From the Stanford release:

Stanford University has affirmed its support for the recently amended Google Book Search settlement agreement, which is now before a federal court, by expanding its earlier agreement with Google Inc. to digitize its library materials.

Stanford’s expanded agreement, which establishes it as a Fully Participating Library under the terms of the amended settlement agreement, is a milestone in Stanford’s commitment to the program and to the provision of public access to millions of its books.

University Librarian Michael A. Keller said, “We are highly supportive of the amended settlement, which offers an enormous public good, making the full text of millions of books available to the American public.”

Keller added that another effect of the settlement is to respect the rights and prerogatives of authors and publishers at the same time as it increases public access. “The settlement creates a working partnership among authors, publishers, libraries and Google that will usher in a revolutionary change in access to books on library shelves, even beyond the incredibly powerful vision that Google Books first developed. It’s no longer just about finding books of potential interest; it makes them vastly more readily readable. The agreement also compensates authors and publishers for the use of works that, by virtue of being out of print, would not have earned the rightsholders any income – a novel and, for most authors, a most welcome innovation.”

Am I correct in my statement that “fully participating library” means that Stanford has agreed to supply copyrighted materials to Google, whereas they only agreed to supply public-domain ones before?

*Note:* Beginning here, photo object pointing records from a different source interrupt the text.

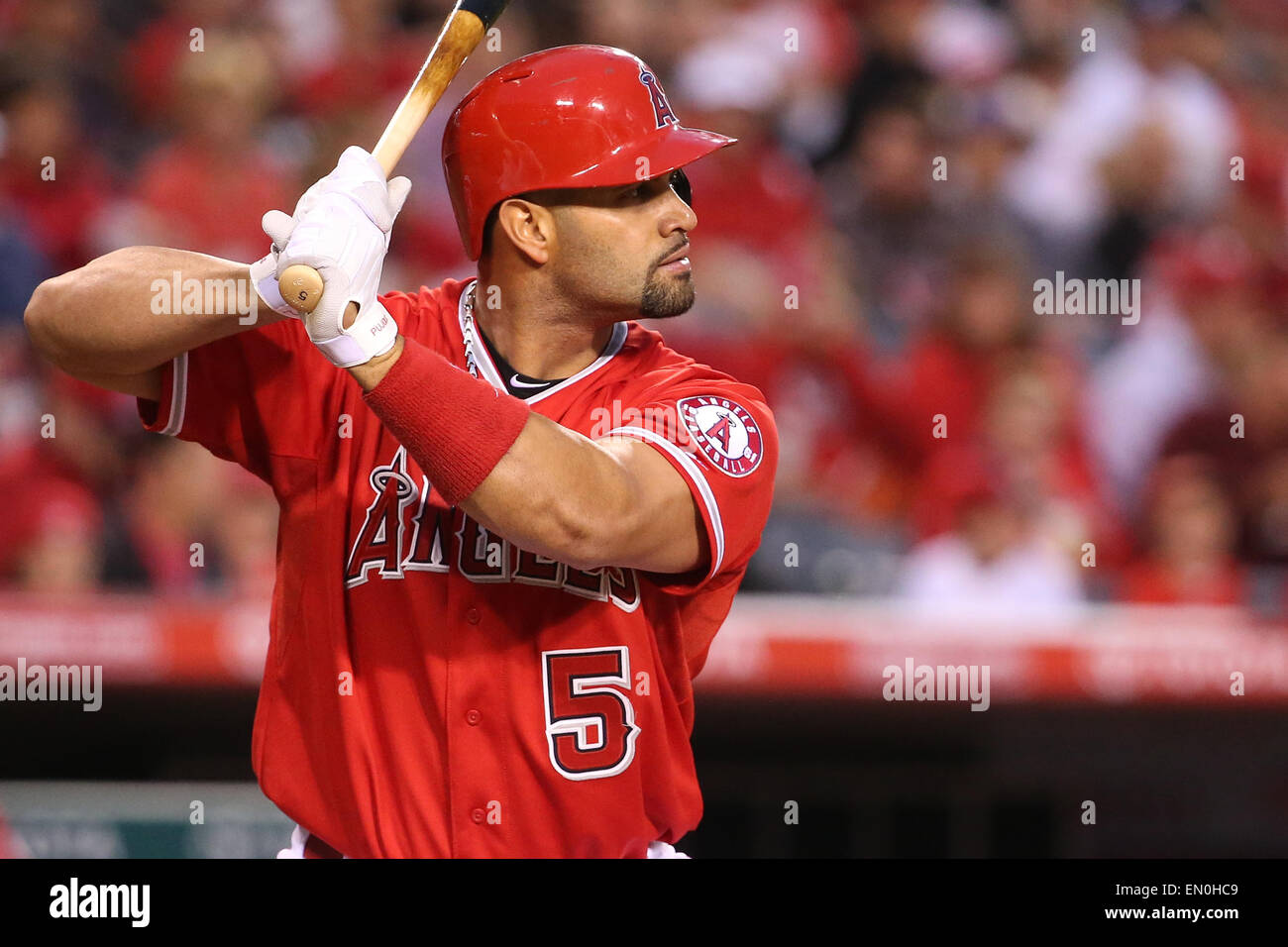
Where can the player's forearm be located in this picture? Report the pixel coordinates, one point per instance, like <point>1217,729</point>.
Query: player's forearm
<point>137,308</point>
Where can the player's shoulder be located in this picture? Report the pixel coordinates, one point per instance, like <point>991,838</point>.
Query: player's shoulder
<point>656,369</point>
<point>425,313</point>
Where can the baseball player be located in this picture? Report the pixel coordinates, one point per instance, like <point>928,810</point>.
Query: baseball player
<point>511,518</point>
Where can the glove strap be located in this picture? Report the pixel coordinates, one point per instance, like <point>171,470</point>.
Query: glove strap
<point>372,335</point>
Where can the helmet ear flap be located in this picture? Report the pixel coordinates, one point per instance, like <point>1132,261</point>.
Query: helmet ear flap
<point>682,185</point>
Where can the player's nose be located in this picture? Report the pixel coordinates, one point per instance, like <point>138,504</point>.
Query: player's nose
<point>677,215</point>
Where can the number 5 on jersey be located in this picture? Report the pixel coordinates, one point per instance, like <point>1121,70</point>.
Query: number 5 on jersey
<point>590,722</point>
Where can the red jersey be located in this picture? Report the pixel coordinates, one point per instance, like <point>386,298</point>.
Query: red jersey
<point>430,689</point>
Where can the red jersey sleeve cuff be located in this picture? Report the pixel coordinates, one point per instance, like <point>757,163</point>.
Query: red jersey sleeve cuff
<point>702,493</point>
<point>165,416</point>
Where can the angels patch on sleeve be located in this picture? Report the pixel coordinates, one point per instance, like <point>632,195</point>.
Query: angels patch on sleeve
<point>725,432</point>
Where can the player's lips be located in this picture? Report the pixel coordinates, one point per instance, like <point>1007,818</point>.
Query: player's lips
<point>678,261</point>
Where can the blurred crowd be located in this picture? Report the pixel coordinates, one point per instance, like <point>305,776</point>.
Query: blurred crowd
<point>866,256</point>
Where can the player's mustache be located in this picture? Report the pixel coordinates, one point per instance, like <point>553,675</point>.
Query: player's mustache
<point>675,249</point>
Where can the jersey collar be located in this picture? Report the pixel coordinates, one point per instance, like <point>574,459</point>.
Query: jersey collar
<point>488,369</point>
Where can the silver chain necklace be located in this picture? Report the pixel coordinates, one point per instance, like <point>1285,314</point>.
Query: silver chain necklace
<point>469,333</point>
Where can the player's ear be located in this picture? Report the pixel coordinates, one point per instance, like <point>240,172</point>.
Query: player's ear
<point>528,226</point>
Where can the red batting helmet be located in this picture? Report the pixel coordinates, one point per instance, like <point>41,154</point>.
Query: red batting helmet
<point>571,116</point>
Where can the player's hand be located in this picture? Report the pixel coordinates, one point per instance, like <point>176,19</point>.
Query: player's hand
<point>342,228</point>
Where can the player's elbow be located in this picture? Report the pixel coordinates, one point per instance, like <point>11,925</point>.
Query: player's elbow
<point>40,320</point>
<point>581,540</point>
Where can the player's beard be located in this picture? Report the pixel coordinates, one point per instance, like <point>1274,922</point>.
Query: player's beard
<point>666,295</point>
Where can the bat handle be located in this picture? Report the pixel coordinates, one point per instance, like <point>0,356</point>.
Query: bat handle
<point>301,289</point>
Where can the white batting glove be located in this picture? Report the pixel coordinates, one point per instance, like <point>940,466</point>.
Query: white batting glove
<point>342,228</point>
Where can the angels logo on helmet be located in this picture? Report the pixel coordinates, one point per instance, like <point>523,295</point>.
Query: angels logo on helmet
<point>725,432</point>
<point>662,110</point>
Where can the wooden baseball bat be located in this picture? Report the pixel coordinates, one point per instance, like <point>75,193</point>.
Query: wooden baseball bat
<point>465,27</point>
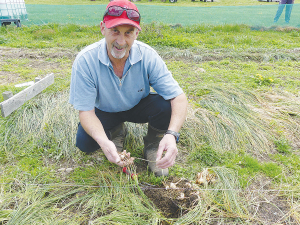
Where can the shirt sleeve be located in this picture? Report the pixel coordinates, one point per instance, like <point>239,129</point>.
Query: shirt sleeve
<point>83,91</point>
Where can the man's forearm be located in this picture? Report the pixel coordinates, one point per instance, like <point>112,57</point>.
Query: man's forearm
<point>179,110</point>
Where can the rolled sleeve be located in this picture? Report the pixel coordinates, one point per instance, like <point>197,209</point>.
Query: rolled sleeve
<point>83,91</point>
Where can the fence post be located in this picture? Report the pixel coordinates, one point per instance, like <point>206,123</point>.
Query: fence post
<point>6,95</point>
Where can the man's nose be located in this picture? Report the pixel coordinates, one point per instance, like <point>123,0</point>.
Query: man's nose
<point>121,40</point>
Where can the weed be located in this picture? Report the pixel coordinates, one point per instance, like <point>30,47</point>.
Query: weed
<point>205,156</point>
<point>282,145</point>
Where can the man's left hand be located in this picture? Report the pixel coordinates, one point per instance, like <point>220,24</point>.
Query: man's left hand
<point>168,144</point>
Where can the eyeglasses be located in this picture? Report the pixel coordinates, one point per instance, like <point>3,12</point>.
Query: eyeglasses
<point>115,10</point>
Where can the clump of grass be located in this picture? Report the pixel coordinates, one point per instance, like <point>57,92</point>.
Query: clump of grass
<point>45,125</point>
<point>225,121</point>
<point>112,201</point>
<point>224,198</point>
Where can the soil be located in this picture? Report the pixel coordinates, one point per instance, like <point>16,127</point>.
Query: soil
<point>173,203</point>
<point>268,207</point>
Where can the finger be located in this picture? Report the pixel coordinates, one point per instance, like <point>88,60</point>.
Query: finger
<point>159,153</point>
<point>167,161</point>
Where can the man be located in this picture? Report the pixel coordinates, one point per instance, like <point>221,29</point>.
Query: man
<point>288,10</point>
<point>110,84</point>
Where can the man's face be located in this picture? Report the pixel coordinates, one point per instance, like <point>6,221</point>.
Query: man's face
<point>119,40</point>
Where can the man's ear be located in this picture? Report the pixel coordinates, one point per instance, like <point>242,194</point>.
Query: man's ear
<point>102,27</point>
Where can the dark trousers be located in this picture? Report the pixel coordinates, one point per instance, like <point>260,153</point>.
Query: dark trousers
<point>153,110</point>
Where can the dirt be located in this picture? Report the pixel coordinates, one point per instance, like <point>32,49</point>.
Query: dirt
<point>268,207</point>
<point>173,203</point>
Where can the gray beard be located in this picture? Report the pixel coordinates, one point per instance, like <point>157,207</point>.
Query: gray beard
<point>119,56</point>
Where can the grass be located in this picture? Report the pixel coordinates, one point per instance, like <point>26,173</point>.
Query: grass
<point>243,123</point>
<point>155,2</point>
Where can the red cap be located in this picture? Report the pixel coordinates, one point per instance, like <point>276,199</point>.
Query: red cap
<point>113,21</point>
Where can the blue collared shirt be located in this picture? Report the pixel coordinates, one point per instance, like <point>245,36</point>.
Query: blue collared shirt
<point>94,83</point>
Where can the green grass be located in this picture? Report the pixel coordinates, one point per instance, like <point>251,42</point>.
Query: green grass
<point>155,2</point>
<point>243,123</point>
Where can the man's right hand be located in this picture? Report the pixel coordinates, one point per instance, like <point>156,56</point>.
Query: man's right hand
<point>111,153</point>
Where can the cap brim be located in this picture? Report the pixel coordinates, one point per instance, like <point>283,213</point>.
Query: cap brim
<point>121,21</point>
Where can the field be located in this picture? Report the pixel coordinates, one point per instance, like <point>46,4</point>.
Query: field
<point>242,131</point>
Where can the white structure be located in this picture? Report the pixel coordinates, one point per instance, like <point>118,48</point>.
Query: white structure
<point>13,9</point>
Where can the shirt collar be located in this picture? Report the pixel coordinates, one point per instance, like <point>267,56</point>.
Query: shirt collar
<point>135,54</point>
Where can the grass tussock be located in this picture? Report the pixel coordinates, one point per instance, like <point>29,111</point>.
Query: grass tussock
<point>243,124</point>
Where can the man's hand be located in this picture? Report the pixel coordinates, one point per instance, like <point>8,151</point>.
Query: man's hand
<point>168,144</point>
<point>111,153</point>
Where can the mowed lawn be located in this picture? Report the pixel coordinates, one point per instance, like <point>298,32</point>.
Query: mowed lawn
<point>243,125</point>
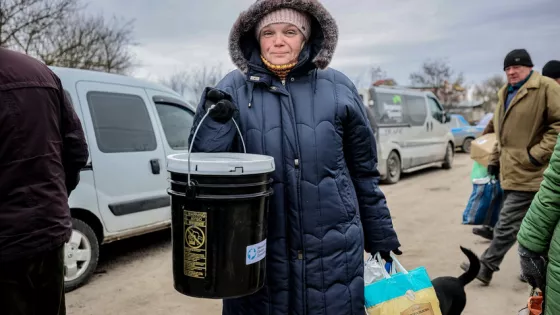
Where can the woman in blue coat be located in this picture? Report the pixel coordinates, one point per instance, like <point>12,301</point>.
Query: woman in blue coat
<point>327,206</point>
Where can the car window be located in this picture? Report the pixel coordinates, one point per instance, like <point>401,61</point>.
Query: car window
<point>435,108</point>
<point>177,122</point>
<point>463,122</point>
<point>416,110</point>
<point>455,122</point>
<point>121,122</point>
<point>388,108</point>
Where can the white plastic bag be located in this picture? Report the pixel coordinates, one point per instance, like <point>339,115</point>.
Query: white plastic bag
<point>374,269</point>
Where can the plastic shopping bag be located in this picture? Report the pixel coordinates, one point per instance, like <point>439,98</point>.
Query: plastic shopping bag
<point>374,270</point>
<point>534,305</point>
<point>402,292</point>
<point>484,203</point>
<point>478,171</point>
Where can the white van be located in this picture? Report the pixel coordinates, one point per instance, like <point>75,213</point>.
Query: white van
<point>131,126</point>
<point>412,131</point>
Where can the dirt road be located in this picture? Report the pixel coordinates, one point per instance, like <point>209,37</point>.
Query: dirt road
<point>134,275</point>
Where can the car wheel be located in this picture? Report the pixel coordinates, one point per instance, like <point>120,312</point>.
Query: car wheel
<point>393,168</point>
<point>81,254</point>
<point>467,145</point>
<point>449,155</point>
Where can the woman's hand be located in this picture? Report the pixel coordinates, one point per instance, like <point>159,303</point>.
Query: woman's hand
<point>220,106</point>
<point>387,255</point>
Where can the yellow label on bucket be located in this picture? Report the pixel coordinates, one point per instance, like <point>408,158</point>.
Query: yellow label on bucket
<point>195,244</point>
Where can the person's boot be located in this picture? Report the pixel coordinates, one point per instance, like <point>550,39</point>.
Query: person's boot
<point>484,275</point>
<point>485,231</point>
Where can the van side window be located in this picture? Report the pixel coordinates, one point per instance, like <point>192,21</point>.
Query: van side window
<point>416,110</point>
<point>177,123</point>
<point>388,108</point>
<point>435,108</point>
<point>121,122</point>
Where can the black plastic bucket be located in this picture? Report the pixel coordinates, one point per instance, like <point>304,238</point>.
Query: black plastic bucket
<point>219,222</point>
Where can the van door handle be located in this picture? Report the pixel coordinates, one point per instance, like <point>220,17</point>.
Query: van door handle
<point>154,163</point>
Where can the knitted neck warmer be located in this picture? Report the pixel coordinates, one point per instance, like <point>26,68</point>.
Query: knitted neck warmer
<point>280,70</point>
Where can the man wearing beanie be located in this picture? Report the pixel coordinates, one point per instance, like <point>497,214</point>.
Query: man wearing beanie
<point>552,70</point>
<point>526,123</point>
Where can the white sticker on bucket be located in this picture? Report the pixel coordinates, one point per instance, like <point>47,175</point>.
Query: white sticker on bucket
<point>255,253</point>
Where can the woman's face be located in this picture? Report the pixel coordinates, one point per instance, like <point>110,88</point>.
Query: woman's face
<point>281,43</point>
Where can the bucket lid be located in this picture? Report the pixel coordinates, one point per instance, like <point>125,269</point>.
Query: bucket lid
<point>223,163</point>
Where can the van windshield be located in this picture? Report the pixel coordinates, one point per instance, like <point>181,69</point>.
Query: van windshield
<point>388,108</point>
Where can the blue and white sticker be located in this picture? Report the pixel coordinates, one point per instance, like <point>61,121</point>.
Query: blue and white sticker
<point>255,253</point>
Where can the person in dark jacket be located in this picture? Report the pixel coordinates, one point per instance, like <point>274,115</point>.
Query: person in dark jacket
<point>42,150</point>
<point>327,206</point>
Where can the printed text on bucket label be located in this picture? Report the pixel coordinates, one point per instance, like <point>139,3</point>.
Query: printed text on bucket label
<point>255,253</point>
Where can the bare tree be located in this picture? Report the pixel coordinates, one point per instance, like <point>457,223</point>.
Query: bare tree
<point>86,42</point>
<point>60,34</point>
<point>191,83</point>
<point>376,73</point>
<point>438,76</point>
<point>488,90</point>
<point>20,19</point>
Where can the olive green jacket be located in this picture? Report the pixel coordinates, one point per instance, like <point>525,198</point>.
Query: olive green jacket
<point>540,230</point>
<point>530,125</point>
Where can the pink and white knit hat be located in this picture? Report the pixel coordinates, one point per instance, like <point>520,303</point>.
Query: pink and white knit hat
<point>286,15</point>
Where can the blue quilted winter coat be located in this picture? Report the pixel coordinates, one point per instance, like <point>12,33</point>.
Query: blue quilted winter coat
<point>327,206</point>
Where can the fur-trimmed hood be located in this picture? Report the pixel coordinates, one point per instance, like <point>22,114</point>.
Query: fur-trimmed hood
<point>322,42</point>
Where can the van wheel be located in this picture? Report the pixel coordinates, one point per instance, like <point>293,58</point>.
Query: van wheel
<point>81,254</point>
<point>449,155</point>
<point>466,147</point>
<point>393,168</point>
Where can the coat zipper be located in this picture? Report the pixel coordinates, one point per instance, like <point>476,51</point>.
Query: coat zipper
<point>297,166</point>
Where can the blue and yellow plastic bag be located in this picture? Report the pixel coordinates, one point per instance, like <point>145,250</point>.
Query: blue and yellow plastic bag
<point>402,293</point>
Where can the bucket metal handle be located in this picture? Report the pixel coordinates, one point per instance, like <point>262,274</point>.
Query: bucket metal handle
<point>194,138</point>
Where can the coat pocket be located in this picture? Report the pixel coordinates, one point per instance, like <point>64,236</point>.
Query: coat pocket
<point>520,158</point>
<point>347,195</point>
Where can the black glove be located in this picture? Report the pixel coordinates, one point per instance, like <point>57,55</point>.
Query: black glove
<point>494,170</point>
<point>534,161</point>
<point>533,268</point>
<point>387,255</point>
<point>223,109</point>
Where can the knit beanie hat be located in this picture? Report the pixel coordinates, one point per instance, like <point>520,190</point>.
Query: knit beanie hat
<point>518,57</point>
<point>286,15</point>
<point>552,69</point>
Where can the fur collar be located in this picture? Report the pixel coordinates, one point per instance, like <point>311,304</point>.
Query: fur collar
<point>322,42</point>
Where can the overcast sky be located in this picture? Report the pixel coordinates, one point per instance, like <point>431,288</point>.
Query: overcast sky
<point>398,35</point>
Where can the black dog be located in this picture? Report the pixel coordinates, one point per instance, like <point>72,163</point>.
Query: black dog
<point>451,291</point>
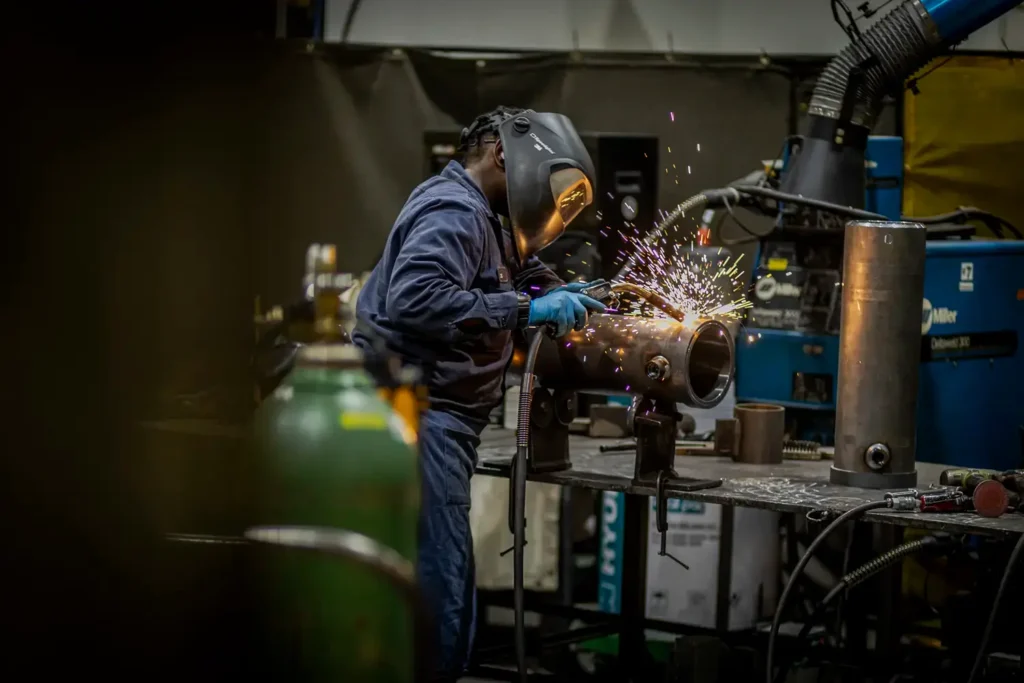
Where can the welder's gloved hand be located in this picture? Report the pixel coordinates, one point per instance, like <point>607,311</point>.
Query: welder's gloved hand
<point>566,310</point>
<point>571,287</point>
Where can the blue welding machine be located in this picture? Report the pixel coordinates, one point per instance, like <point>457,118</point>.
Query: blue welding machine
<point>971,400</point>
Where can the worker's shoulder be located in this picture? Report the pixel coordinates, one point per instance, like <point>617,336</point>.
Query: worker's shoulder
<point>439,196</point>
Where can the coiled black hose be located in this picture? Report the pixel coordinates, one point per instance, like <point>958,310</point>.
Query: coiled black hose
<point>852,580</point>
<point>519,466</point>
<point>799,569</point>
<point>1007,574</point>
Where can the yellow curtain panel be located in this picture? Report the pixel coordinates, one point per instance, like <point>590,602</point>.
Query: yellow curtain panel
<point>964,139</point>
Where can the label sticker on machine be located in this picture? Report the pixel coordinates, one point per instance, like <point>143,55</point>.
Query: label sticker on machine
<point>971,345</point>
<point>812,388</point>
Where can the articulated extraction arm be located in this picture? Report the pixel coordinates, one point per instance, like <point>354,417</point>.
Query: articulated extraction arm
<point>848,96</point>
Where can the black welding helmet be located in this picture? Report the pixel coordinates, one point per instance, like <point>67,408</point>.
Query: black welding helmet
<point>550,177</point>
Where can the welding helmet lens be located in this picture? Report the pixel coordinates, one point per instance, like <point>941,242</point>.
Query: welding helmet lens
<point>549,175</point>
<point>572,194</point>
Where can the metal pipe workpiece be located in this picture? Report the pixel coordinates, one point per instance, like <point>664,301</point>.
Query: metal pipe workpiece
<point>658,358</point>
<point>880,354</point>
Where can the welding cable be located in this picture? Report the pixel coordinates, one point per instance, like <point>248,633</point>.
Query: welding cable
<point>967,214</point>
<point>850,581</point>
<point>1007,574</point>
<point>799,569</point>
<point>518,503</point>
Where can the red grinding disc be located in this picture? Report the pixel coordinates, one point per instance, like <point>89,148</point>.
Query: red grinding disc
<point>990,499</point>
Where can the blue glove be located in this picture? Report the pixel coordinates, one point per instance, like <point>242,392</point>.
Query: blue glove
<point>571,287</point>
<point>565,309</point>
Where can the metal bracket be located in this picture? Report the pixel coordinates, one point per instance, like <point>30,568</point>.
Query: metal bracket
<point>662,517</point>
<point>655,433</point>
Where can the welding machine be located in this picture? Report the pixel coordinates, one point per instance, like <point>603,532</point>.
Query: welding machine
<point>971,399</point>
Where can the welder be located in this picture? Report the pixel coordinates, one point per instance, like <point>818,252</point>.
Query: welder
<point>449,291</point>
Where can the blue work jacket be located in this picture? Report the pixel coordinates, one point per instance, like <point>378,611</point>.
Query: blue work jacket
<point>443,295</point>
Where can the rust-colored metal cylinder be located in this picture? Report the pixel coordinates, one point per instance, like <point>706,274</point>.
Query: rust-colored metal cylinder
<point>658,358</point>
<point>762,430</point>
<point>879,354</point>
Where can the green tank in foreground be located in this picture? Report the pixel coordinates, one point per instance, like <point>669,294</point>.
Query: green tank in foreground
<point>335,513</point>
<point>334,456</point>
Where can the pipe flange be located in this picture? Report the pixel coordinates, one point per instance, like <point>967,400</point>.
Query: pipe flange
<point>877,457</point>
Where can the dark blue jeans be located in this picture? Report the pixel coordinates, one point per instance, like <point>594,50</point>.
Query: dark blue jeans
<point>444,564</point>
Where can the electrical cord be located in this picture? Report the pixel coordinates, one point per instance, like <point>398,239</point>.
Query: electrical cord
<point>799,569</point>
<point>850,581</point>
<point>518,502</point>
<point>965,214</point>
<point>1007,574</point>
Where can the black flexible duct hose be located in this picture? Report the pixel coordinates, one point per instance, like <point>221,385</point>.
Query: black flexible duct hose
<point>1007,574</point>
<point>799,569</point>
<point>851,580</point>
<point>887,53</point>
<point>849,212</point>
<point>518,474</point>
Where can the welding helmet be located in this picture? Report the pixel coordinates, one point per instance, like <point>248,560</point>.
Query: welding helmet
<point>550,177</point>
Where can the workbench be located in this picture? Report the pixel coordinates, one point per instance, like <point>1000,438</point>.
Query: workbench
<point>794,486</point>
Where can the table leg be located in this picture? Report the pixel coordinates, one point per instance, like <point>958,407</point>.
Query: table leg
<point>633,656</point>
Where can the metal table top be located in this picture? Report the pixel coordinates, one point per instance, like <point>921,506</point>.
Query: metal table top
<point>795,485</point>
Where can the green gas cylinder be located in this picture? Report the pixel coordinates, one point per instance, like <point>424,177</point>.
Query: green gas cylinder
<point>333,455</point>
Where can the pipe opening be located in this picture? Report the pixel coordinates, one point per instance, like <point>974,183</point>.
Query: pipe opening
<point>709,365</point>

Remember Stanford was the incubator, midwife, and biological parent of Google and remains a major shareholder, and beneficiary of all Google earns. This news is no surprise. More important is the Harvard position of complete detachment , criticism and rejection of the GBS.

Stanford has been applying Google with materials for several years. See:

I live in San Francisco. As I recall, at that time local newspapers said Stanford was only supplying public-domain materials (in themselves of considerable value). The timing of the switch to “fully participating” seems interesting to me. Stanford could wait a few more weeks to see what the Justice Department says, what the judge says … I am not saying there could not be a Settlement 3.0 or an appeal, but Stanford and Google are conspicuously not waiting to see for sure.


By the way, I am assuming that boilerplate, unsigned posted contracts for types of libraries may differ significantly from the finished contracts different libraries signed with Google.